Several thousand people from Bosnia and Herzegovina and abroad are expected to participate in the 17th annual ‘Peace March’ this year, ahead of the 26th commemoration of the 1995 genocide in the eastern town of Srebrenica.
The head of the subcommittee for the Peace March 2021, Zulfo Salihovic, said preparations for the march are ongoing according to plan.
“So far, we have a significant number of registered organized groups that participated in the Peace March in previous years,” he said, but would not specify numbers as the application process has only just started.
“We expect thousands of participants. So far, we have the announcement of a group from Turkey, from Bursa. The Deputy Mayor and 20 participants have announced their arrival.
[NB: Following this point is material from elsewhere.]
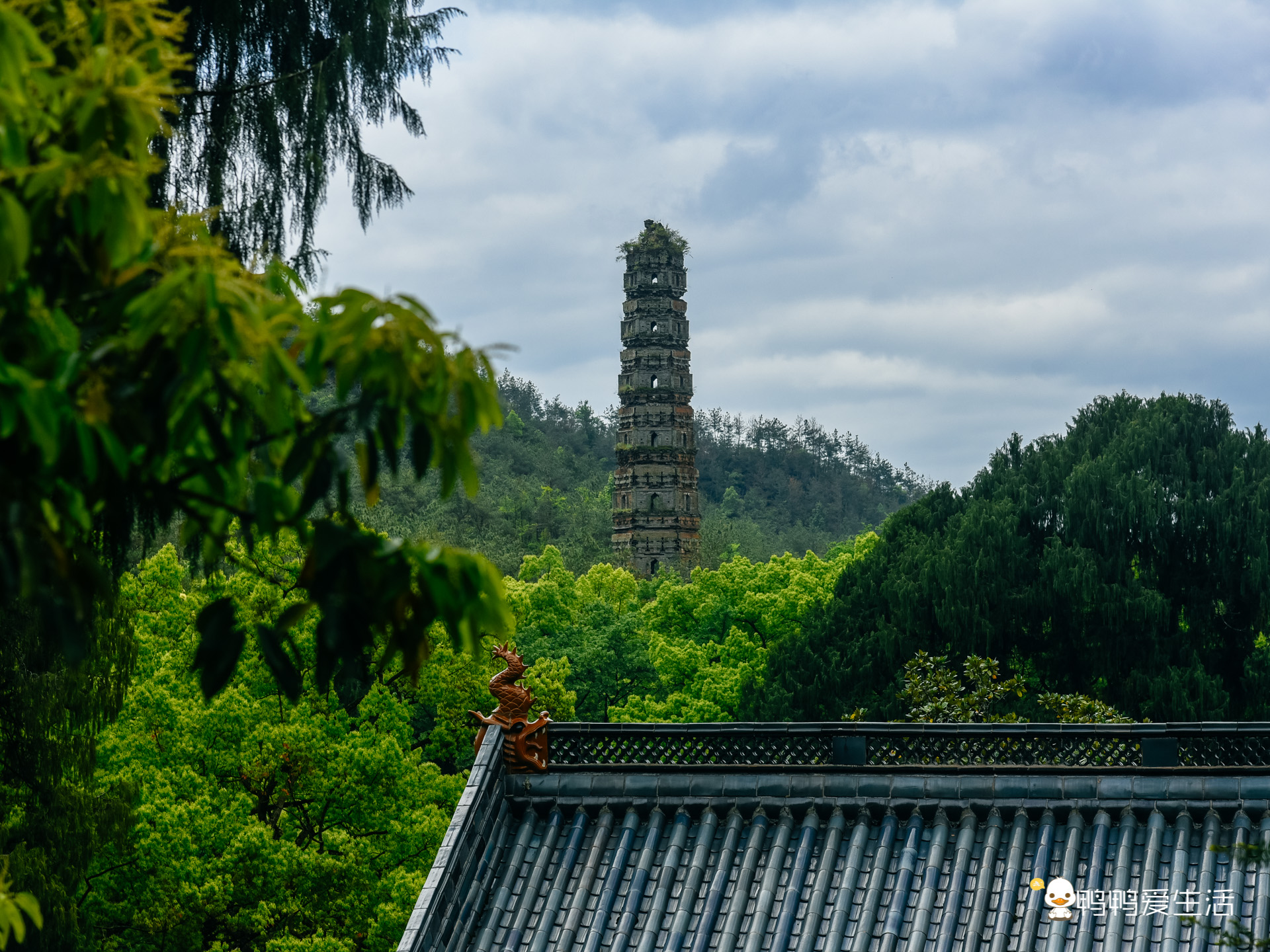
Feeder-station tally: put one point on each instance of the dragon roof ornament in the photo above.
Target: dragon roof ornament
(525, 743)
We also have applications from the United States of America, Germany and Italy,” he said.
The organisers will have people on the scene checking whether the participants are respecting epidemiological measures, he said, adding that participants will have their body temperature checked as well.
Participants of the Peace March will walk the original path that thousands of people from Srebrenica took back in 1995, fleeing the conflict-affected areas and trying to reach free territories.
In April 1993, the UN had declared the besieged enclave of the eastern Bosnian town a safe area under UN protection.
However, in July 1995, the Dutch battalion soldiers failed to prevent the town's capture by the Bosnian Serb forces and the massacre that followed.
More than 8,000 Bosniak men and boys were killed in the UN-protected Srebrenica enclave in the days following July 11, 1995.